Image overview of important Procedure in Venous blood collection: Image Source CDC (2009)

Procedure for collecting venous blood

  • Organize all  materials and equipment required( Tourniquet , Syringes, needle holder, Vacutainer tubes, 70% alcohol, disposable containers, gloves, sterile swab)
  • Instruct the Patient to Form Fist
  • Apply tourniquet to increase pressure in the veins and aid in site selection. Ask the patient to make a tight fist, so the veins become more prominent.
  • Note that the tourniquet is applied 7.5 – 10 cm above the intended site
  • The tourniquet should not be left on for longer than ONE minute
  • Using the index finger, feel for a suitable vein, selecting a sufficiently large vein that does not roll and with a direction that can be felt.
  • Wearing gloves clean the site with a cotton swab soaked in 70% methanol or an alcohol swab and allow to air dry. Do not retouch the cleaned area.
  • Screw the needle into the handle With the thumb of the left hand holding down the skin below the puncture site, insert the needle along the line of the vein with the bevel of the needle facing directly upwards.
  • Insert needle at a 15 to 30 degree angle using a quick smooth motion.
  • Push the tube on to the end of the needle which is located in the handle.
  • When sufficient blood has been collected, release the tourniquet and instruct the patient to open his or her fist. Remove the needle from the vein and press firmly on the venipuncture site with a piece of dry cotton. Remove the tourniquet and instruct the patient to continue pressing on the puncture site with the arm raised until bleeding stops.
  • Label the tubes
  • Check to ensure bleeding from the venipuncture site has stopped. Cover the area with a small dressing, if needed.
  • Place the needle in the sharps box. Place other contaminated materials in the bucket marked “INCINERATION”.

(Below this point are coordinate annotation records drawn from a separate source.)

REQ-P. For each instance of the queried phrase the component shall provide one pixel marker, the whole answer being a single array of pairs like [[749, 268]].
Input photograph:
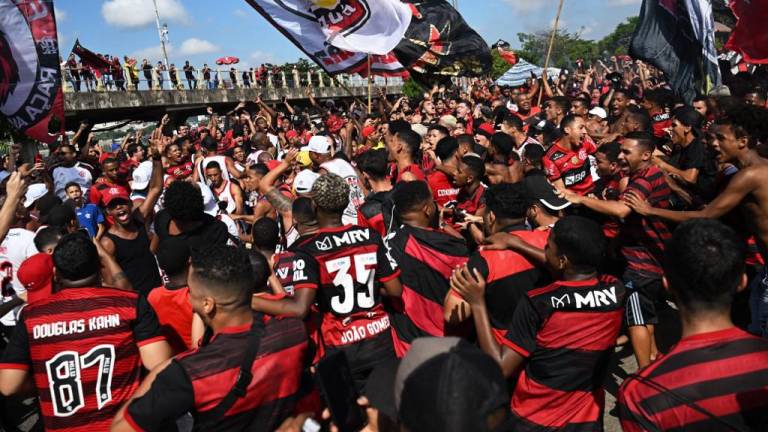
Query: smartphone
[[338, 390]]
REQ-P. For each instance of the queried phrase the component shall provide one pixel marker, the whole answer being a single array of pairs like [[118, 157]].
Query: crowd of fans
[[130, 74], [474, 256]]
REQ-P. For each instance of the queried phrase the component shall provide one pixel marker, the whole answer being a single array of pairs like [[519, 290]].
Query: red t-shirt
[[175, 315], [572, 166], [442, 188]]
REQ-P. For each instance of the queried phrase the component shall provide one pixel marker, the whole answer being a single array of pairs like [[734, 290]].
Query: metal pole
[[161, 34], [370, 86], [549, 50]]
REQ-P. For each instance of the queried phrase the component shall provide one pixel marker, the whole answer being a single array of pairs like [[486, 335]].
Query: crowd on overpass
[[502, 243], [132, 75]]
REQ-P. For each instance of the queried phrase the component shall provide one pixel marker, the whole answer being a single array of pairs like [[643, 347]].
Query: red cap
[[487, 127], [272, 164], [113, 193], [36, 274], [368, 130], [104, 156]]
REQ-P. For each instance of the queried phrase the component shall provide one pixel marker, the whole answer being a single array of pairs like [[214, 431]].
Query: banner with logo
[[426, 38], [678, 38], [750, 36], [299, 21], [30, 78]]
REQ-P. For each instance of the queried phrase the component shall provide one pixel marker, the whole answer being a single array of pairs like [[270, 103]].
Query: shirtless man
[[736, 139]]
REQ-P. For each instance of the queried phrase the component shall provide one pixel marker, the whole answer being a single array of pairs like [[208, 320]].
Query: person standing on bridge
[[189, 73]]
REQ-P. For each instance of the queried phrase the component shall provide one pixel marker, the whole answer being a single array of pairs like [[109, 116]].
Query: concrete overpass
[[111, 106]]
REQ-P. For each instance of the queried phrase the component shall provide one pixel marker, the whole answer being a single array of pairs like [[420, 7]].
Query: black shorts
[[365, 355], [644, 293]]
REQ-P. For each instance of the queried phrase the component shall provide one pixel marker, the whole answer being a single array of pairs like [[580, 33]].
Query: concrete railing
[[220, 79]]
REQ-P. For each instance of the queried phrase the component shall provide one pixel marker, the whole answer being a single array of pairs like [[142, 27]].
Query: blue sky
[[203, 30]]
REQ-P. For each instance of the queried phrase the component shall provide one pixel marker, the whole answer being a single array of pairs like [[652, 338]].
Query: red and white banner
[[30, 78], [339, 34], [750, 35]]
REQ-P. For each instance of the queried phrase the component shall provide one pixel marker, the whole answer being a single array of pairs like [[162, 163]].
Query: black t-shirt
[[210, 232], [697, 155]]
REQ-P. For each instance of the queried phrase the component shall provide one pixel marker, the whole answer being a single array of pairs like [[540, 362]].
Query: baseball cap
[[448, 121], [368, 130], [210, 205], [141, 175], [448, 384], [36, 274], [419, 129], [304, 180], [540, 189], [114, 193], [319, 144], [598, 112], [34, 192]]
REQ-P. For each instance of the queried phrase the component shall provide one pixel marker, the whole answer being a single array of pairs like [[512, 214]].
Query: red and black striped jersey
[[197, 380], [509, 276], [642, 237], [572, 167], [567, 332], [426, 258], [82, 347], [343, 264], [708, 381]]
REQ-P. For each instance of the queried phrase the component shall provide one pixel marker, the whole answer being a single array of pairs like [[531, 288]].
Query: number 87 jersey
[[82, 346], [344, 265]]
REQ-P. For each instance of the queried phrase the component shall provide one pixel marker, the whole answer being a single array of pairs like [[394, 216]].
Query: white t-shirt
[[76, 173], [343, 169], [17, 246]]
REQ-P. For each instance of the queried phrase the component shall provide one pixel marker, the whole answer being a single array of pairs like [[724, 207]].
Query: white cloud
[[526, 6], [153, 53], [141, 13], [61, 14], [194, 46]]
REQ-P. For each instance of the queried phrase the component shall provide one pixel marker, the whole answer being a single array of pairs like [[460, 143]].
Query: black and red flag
[[30, 78], [750, 36], [90, 59], [677, 36], [427, 39]]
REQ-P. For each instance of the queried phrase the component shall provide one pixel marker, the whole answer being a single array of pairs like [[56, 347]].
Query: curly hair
[[184, 201], [75, 257], [225, 271], [331, 193]]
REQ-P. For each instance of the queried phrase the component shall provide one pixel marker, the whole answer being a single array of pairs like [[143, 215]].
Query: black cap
[[448, 384], [540, 189]]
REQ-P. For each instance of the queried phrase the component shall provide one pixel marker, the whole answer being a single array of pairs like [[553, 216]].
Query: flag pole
[[370, 86], [549, 49]]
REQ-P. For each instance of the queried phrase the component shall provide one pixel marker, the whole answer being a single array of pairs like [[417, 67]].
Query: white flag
[[339, 34]]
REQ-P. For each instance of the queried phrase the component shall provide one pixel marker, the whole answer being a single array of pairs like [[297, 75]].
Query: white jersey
[[224, 193], [76, 173], [17, 246], [343, 169], [221, 160]]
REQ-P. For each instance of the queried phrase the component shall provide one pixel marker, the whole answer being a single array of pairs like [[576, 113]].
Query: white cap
[[141, 175], [599, 112], [209, 202], [34, 192], [304, 180], [319, 144]]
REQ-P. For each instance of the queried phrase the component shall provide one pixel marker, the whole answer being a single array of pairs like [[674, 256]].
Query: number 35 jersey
[[81, 345], [343, 264]]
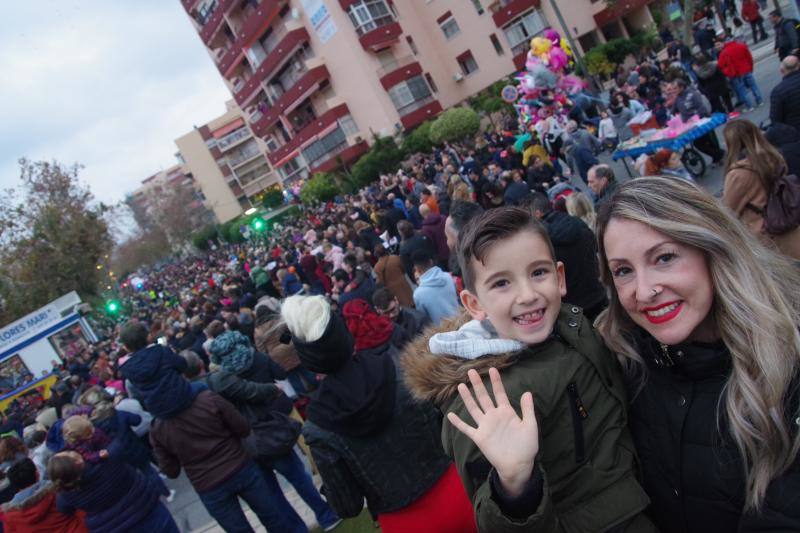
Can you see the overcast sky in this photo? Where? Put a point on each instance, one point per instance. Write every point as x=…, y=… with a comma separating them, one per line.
x=109, y=84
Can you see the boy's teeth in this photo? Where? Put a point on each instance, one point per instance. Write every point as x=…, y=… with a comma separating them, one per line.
x=664, y=310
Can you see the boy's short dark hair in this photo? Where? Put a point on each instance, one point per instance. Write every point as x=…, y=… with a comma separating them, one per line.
x=22, y=474
x=133, y=336
x=484, y=231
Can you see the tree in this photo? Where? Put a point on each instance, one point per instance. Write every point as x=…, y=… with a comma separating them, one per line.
x=455, y=124
x=52, y=237
x=320, y=188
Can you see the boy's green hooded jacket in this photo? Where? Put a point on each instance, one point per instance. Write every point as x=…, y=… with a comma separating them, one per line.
x=585, y=449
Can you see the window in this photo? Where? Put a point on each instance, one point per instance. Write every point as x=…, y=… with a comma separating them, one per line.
x=450, y=27
x=496, y=43
x=467, y=63
x=405, y=94
x=520, y=32
x=367, y=15
x=412, y=45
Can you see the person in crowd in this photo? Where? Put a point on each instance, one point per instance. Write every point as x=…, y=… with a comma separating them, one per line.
x=786, y=38
x=433, y=228
x=113, y=495
x=33, y=508
x=752, y=166
x=704, y=320
x=246, y=378
x=369, y=438
x=751, y=13
x=603, y=184
x=736, y=62
x=412, y=241
x=584, y=479
x=579, y=205
x=784, y=97
x=436, y=293
x=575, y=246
x=408, y=322
x=390, y=273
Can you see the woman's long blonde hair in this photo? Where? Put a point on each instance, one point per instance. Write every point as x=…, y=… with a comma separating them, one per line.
x=756, y=309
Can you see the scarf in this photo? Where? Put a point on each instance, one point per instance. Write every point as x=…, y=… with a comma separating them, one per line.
x=368, y=328
x=232, y=351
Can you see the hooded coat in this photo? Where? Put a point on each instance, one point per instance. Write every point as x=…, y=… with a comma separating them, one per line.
x=155, y=372
x=586, y=454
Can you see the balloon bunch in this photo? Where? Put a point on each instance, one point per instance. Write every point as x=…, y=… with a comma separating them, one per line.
x=544, y=85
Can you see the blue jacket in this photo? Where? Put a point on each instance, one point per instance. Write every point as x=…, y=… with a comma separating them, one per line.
x=155, y=372
x=436, y=295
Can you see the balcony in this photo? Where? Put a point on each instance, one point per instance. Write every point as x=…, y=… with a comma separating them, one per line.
x=215, y=21
x=285, y=47
x=309, y=133
x=504, y=11
x=331, y=162
x=381, y=37
x=304, y=87
x=399, y=70
x=254, y=26
x=418, y=112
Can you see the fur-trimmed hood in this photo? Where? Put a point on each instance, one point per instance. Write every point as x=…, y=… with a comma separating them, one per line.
x=435, y=378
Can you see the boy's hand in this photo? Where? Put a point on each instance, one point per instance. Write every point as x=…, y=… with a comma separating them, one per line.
x=508, y=442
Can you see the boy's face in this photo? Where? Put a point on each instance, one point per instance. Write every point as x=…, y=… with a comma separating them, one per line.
x=518, y=288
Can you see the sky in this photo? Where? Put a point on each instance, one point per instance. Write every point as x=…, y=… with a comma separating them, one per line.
x=109, y=84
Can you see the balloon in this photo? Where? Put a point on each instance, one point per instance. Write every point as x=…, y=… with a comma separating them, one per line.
x=541, y=46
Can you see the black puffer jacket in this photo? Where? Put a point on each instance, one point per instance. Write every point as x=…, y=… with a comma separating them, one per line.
x=692, y=472
x=576, y=247
x=391, y=469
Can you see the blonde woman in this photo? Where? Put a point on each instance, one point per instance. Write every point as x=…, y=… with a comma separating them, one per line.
x=751, y=167
x=705, y=322
x=579, y=205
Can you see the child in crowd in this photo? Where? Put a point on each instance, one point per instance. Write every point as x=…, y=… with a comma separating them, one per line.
x=569, y=467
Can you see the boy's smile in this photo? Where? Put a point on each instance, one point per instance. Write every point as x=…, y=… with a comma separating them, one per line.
x=518, y=288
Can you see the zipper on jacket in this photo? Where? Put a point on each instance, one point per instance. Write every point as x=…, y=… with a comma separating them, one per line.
x=579, y=414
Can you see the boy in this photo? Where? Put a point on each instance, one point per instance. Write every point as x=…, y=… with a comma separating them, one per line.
x=575, y=469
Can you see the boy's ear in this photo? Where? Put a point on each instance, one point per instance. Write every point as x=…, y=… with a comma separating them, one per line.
x=562, y=278
x=472, y=305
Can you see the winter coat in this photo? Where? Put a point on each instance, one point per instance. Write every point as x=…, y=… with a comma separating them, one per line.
x=436, y=295
x=783, y=101
x=155, y=371
x=391, y=469
x=35, y=512
x=433, y=228
x=586, y=454
x=204, y=439
x=389, y=272
x=692, y=471
x=735, y=59
x=743, y=187
x=575, y=246
x=114, y=496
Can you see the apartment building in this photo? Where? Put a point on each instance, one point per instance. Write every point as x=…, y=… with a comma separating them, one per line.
x=228, y=162
x=317, y=79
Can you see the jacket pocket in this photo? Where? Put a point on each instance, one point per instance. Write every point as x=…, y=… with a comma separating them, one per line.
x=579, y=414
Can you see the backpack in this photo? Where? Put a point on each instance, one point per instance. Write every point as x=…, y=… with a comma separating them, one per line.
x=782, y=212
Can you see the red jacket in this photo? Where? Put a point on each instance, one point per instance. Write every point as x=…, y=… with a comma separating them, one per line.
x=735, y=60
x=750, y=10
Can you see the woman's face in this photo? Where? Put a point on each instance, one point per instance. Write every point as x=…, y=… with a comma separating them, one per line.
x=664, y=286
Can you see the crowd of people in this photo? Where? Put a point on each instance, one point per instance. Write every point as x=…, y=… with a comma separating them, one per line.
x=495, y=337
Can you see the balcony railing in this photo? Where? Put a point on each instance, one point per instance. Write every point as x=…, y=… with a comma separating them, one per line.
x=232, y=138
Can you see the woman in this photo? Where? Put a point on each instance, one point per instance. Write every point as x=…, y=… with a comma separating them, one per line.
x=389, y=271
x=751, y=167
x=368, y=437
x=705, y=322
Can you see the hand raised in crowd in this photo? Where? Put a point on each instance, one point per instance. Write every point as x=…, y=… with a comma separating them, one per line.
x=510, y=443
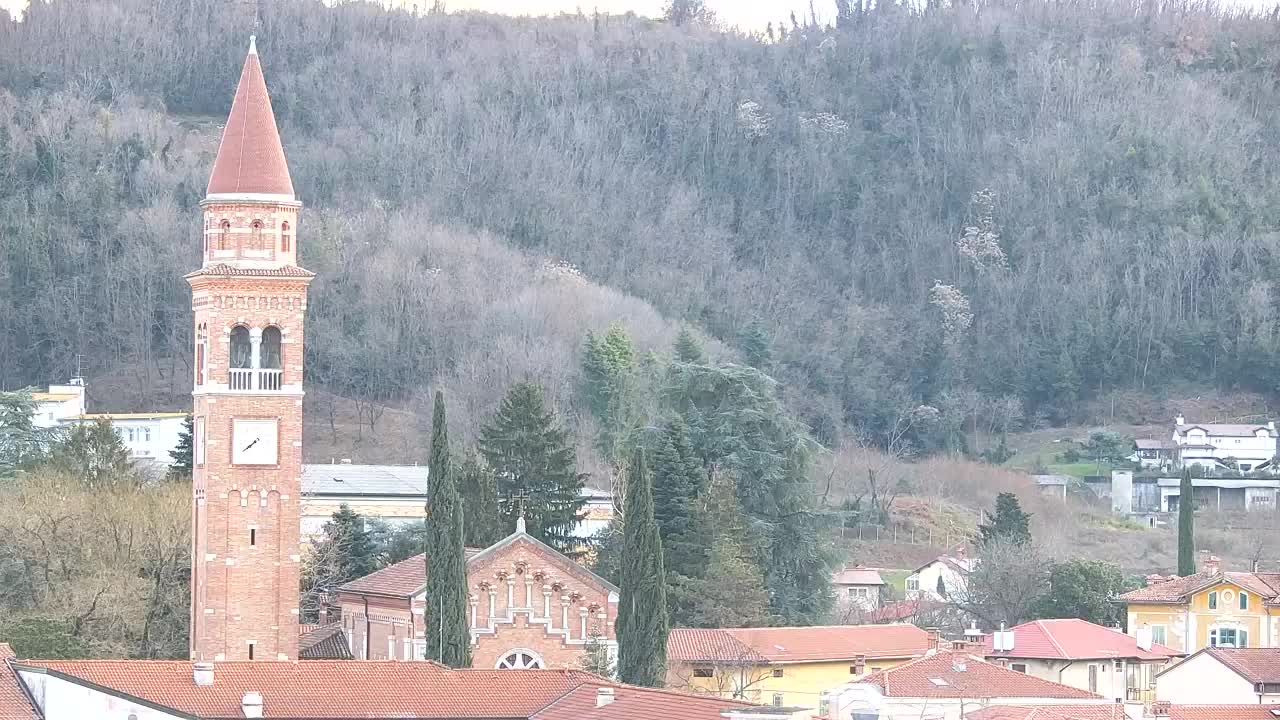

Overview of Vein Anatomy (Location of veins)

Blood Collection

Image Source CDC (2009)

o Superficial Veins of the upper limb.

  1.  Median Cubital Vein. A superficial vein, most commonly used for venipuncture. It lies over the cubital fossa and serves as an anastomosis between the cephalic and basilic vein.
  2.  Cephalic vein. Shown in both the forearm and arm, it can be followed where it empties into the axillary vein.
  3.  Basilic Vein. Seen in the forearm and arm, it dives to join the brachial; best area for venipuncture is antecubital fossa area.

 

References

• F.J. Baker, R.E. Silverton (2001): Introduction to Medical Laboratory Technology, 7th Edition, Oxford University Press;
• Carter J, Lema O (1994) Practical laboratory manual for health centres in eastern Africa. AMREF
• Monica Cheesbrough (1981): Medical Laboratory Manual for Tropical Countries Volume I, 2nd Edition Butterworth & Co. (Publishers) Ltd; and
• Monica Cheesbrough (2002)|: District Laboratory Practice in Tropical Countries Part 1 & 2, Cambridge University Press.